Still, at a time when immigration and border control are in the daily headlines, it surprises some observers that the United States has no way to track when and where a visa holder leaves the country or has complied with the visa's terms.
"If you are issuing time-limited visas but have no way of tracking the departures, what is the point?" Vaughan said.
Past and present U.S. Visit officials share in the frustration. Jim Williams, former director of U.S. Visit, told Washington Technology recently that he wished the program was further along. Williams left DHS to become commissioner of the Federal Acquisitions Service at the General Services Administration.
Many governments, including Australia, Hong Kong and Singapore, track entries and exits of all visitors. In 1996, three years after the first attack on the World Trade Center, Congress asked immigration officials to set up such systems in the United States.
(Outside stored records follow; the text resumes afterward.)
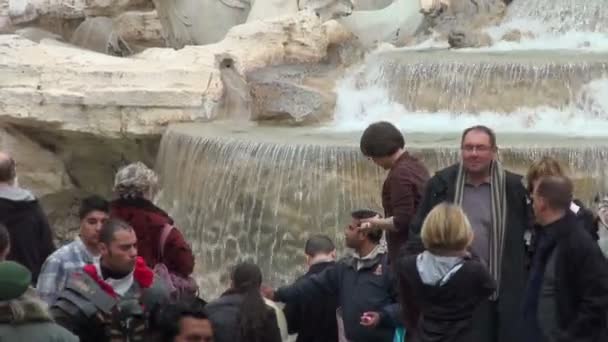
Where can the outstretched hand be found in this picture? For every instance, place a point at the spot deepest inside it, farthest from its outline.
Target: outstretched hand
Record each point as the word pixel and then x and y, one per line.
pixel 267 292
pixel 370 319
pixel 370 223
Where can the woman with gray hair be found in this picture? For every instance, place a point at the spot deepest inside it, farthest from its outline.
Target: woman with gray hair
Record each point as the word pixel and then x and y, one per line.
pixel 158 241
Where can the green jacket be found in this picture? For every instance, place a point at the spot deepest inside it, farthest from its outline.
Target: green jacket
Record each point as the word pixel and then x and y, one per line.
pixel 35 324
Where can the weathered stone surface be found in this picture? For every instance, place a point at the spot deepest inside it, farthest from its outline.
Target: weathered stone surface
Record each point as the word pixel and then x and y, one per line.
pixel 98 34
pixel 462 38
pixel 392 24
pixel 444 17
pixel 38 168
pixel 22 11
pixel 71 89
pixel 140 28
pixel 293 94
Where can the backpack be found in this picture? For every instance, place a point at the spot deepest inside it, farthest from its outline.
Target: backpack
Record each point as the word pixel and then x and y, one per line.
pixel 179 287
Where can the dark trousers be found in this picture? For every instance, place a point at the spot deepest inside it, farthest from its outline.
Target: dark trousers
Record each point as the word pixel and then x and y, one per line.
pixel 485 322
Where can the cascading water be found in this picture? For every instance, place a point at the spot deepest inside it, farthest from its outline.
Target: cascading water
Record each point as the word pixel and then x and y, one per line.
pixel 240 194
pixel 242 191
pixel 435 81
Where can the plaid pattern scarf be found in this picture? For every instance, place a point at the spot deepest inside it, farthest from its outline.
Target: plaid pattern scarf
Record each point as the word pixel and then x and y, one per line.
pixel 499 215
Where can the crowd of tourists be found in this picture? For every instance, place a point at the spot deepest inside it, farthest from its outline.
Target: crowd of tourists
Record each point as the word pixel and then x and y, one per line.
pixel 475 253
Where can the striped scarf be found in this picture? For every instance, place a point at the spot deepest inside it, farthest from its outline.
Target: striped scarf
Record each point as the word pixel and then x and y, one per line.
pixel 499 215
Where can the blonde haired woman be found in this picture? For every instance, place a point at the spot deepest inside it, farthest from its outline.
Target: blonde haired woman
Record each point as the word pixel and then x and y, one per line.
pixel 444 281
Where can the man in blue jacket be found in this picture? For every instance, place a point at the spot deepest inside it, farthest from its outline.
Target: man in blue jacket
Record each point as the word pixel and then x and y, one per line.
pixel 361 282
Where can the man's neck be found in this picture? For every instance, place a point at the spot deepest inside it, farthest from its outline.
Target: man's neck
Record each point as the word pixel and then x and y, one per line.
pixel 365 250
pixel 477 179
pixel 92 249
pixel 320 259
pixel 396 156
pixel 107 272
pixel 552 218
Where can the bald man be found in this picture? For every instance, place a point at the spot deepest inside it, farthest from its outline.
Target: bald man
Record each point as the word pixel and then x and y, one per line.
pixel 30 235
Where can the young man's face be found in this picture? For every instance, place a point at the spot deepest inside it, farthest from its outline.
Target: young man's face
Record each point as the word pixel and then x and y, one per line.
pixel 90 226
pixel 477 152
pixel 192 329
pixel 120 254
In 2003, DHS was created, encompassing immigration programs, and U.S. Visit debuted, built on legacy computer systems. By December 2004, U.S. Visit entry procedures were deployed at air and seaports and at the 50 busiest land ports.
Since January 2004, the department has done pilot exit programs, which over time expanded to include 12 airports, two seaports and five land ports.
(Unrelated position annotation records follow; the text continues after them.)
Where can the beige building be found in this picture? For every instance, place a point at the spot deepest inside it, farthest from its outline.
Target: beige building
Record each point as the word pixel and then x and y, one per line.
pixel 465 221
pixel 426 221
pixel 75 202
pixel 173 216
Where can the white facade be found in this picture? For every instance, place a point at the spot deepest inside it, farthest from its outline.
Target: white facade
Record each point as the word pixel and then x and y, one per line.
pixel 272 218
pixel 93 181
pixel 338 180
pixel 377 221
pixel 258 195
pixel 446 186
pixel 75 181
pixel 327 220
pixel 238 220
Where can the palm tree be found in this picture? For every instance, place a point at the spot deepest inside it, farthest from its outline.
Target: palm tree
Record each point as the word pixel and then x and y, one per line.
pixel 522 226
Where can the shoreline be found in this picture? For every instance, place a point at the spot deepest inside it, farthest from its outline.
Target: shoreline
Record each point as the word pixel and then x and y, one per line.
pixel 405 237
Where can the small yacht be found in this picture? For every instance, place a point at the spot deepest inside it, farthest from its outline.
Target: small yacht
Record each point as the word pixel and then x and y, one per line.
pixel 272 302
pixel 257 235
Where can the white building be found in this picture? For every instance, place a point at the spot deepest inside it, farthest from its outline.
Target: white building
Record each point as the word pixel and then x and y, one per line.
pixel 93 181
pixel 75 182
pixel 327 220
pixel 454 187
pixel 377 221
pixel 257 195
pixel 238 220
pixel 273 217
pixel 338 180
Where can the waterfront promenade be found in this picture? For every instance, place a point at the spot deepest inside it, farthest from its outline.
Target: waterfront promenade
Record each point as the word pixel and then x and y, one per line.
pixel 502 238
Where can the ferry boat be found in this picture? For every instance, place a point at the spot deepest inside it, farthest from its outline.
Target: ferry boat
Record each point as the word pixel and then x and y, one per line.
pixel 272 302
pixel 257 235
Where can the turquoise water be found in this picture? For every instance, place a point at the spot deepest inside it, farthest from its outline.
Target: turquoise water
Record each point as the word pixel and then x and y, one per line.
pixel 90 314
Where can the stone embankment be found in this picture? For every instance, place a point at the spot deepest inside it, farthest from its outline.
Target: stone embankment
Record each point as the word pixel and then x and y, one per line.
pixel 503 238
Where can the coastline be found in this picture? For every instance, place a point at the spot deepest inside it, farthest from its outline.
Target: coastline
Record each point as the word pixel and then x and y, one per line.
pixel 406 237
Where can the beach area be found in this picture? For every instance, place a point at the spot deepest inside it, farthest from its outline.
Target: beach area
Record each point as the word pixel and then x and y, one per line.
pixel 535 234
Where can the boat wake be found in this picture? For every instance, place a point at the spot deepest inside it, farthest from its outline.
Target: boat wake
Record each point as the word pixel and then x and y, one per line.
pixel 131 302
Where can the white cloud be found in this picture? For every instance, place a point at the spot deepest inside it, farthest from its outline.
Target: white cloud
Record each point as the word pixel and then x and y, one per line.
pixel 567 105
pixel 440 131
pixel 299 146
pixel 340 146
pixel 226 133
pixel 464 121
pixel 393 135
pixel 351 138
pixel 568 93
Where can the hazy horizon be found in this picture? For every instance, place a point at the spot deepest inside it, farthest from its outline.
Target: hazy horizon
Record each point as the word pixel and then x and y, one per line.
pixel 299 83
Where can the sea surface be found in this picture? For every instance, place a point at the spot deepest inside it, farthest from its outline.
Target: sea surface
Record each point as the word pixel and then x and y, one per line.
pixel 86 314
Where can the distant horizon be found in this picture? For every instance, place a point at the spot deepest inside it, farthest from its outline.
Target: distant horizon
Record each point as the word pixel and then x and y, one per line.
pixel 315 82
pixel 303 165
But results of those exit tests were mixed, said at least one executive familiar with them.
At the airports, for example, departing visa holders were told to deposit forms in a standalone kiosk to indicate their exit. Penalties for failing to comply included possible questioning by U.S. authorities.
Compliance rates were more than "50 percent, but not in the 80s or 90s," according to the executive, who asked to remain unidentified.
Major issues
A big problem at the airports is the lack of infrastructure, personnel and space for installing and operating exit control stations. Another problem is the great difficulty in reconfiguring airport operations to embed an exit component for the Transportation Security Administration, customs, visa holders and immigration, the executive said.
At the land borders, DHS tested a system in which it assigns foreign visitors a Form I-94 with a radio frequency identification tag. As of Dec. 31, 2005, U.S. Visit had issued 149,414 such forms to travelers. Upon leaving the United States, the RFID tag on the I-94 is scanned to record the person's departure.
However, in practice, the test presented numerous technical challenges in correctly recording I-94 forms that may be tucked into a briefcase or pocket or carried in vehicles traveling up to 50 miles per hour, the executive said.
With unresolved technical and policy issues, designing a comprehensive exit strategy for U.S. Visit is complex, the executive said.
"It is a fairly significant problem," the executive said, "and will demand a substantial investment. Even if the technology were available, the country has never had an inspection process [before exiting] at the airports or the borders."
Because of such problems, DHS officials are likely to propose a limited exit program rather than a comprehensive one, he said.
Other observers said that such caution is justified, given the scale of the effort involved to track visitor exits and the likely high cost of the endeavor.
"I don't think we are even close to a solution," Carafano said. "People have not thought through all the variations of how to do this."
Even if the information on exits were collected successfully, it is not clear whether anything could be done immediately to pursue visa holders who have overstayed their visits.
"Congress has made this a simplistic requirement divorced from reality," Carafano said.
But other experts, including the Center for Immigration Studies' Vaughan, disagree.
"The idea that this is undoable is simply silly, when you consider the technology that is available," she said.